Move of the Month: Strength Training
by GRP rower Sophie Calabrese
If you missed my previous blog post, I’m doing a series on the different ways you can structure your own strength and conditioning program to maximize its effectiveness for the event you’re training for. The first was on hypertrophy training, which is centered around increasing the size of muscle fibers.
Strength-based training serves a different purpose. The focus shifts from building muscle size to teaching the body (now with bigger muscle fibers) to produce more force. Everything becomes structured around heavier weights, lower reps, longer rest periods, and higher perceived exertion. Strength work improves neural efficiency, coordination, joint stability, and overall force production. This is the type of training that teaches you how to use the muscle you’ve just built in a hypertrophy phase. But strength training comes with a cost. Heavier loads place greater stress on the body, namely on the nervous system, connective tissue, and recovery systems. If life stress is already high, sleep is poor, or recovery habits are inconsistent, constantly chasing maximal strength can eventually leave people feeling run down rather than energized. Strength phases tend to work best after a solid hypertrophy foundation has already been built and when recovery resources are high enough to support heavier loading.

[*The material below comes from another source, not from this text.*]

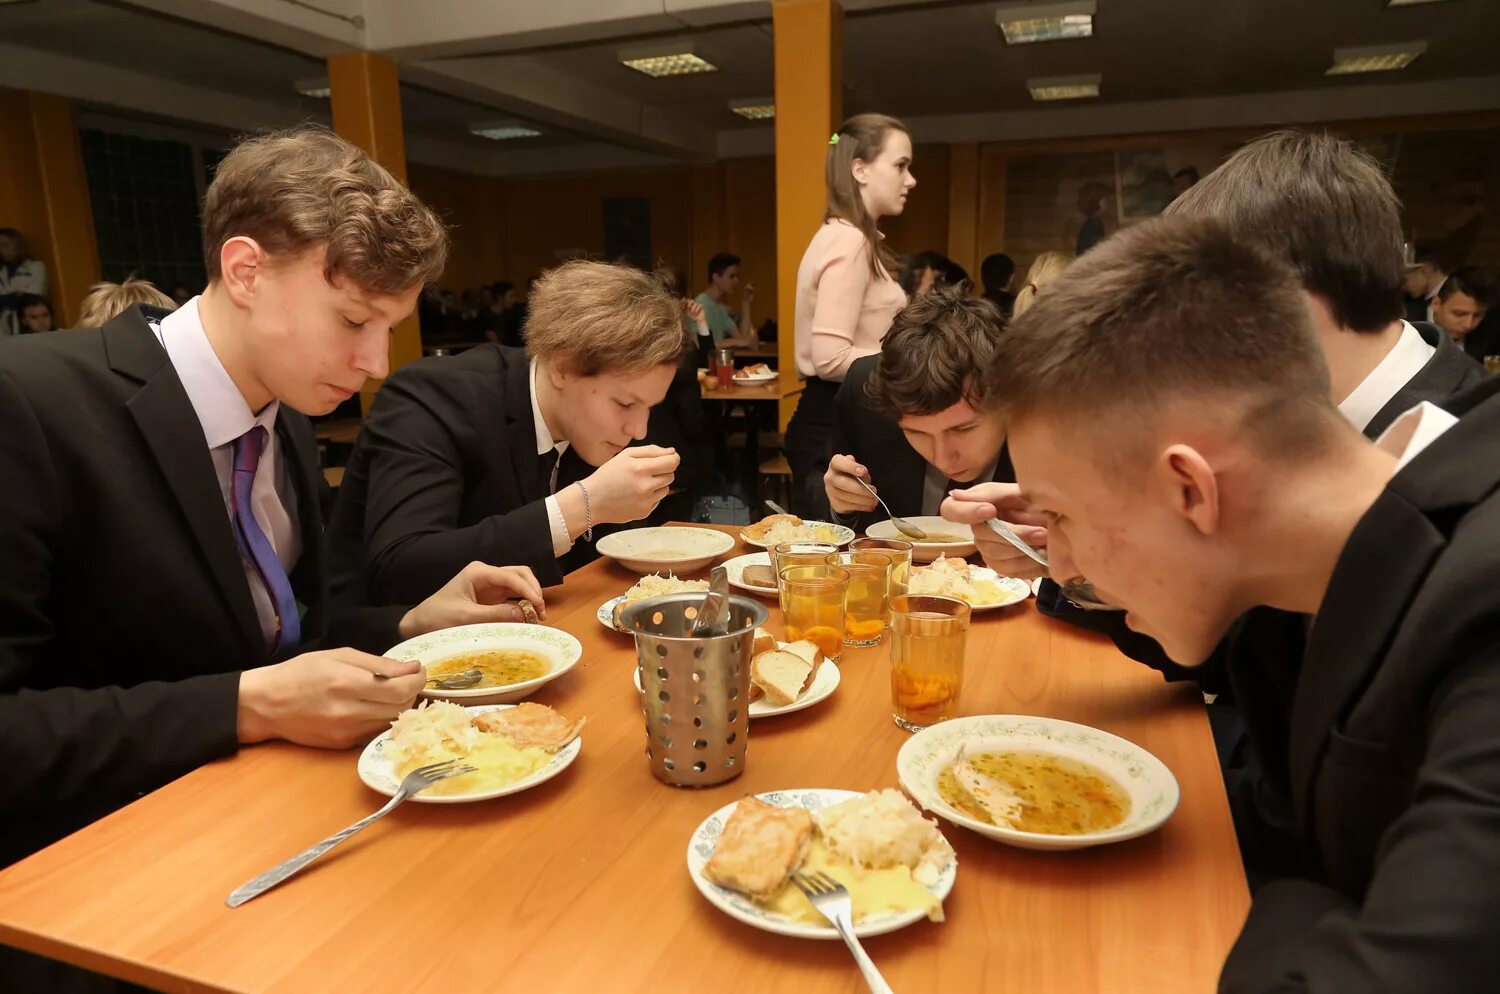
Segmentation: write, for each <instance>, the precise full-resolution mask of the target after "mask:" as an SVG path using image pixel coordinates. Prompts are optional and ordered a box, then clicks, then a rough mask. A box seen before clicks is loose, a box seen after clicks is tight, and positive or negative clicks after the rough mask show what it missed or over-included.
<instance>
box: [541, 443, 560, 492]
mask: <svg viewBox="0 0 1500 994" xmlns="http://www.w3.org/2000/svg"><path fill="white" fill-rule="evenodd" d="M556 465H558V450H556V447H555V445H553V447H552V448H549V450H547V451H544V453H541V454H540V456H537V472H540V474H541V486H543V489H544V490H546V492H547V493H549V495H550V493H555V490H553V489H552V471H553V469H556Z"/></svg>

A strength-focused session may look like:
Barbell back squat: 5 sets of 3–5 reps
Barbell deadlift: 4 sets of 3–5 reps
Bench press: 5 sets of 3–5 reps
Weighted pull-ups: 4 sets of 4–6 reps
Bent-over dumbbell rows: 4 sets of 6 reps
The key with the above rep scheme is to note the increased sets, but decreased reps. Choose heavier weights and push yourself to a higher degree than you did during your hypertrophy phase. To offset this, use longer rest periods between sets. For compound movements (back squat or pull ups), take 3-5 minutes between sets and for isolation movements (bicep curls, leg extensions) take 2-3 minutes between sets.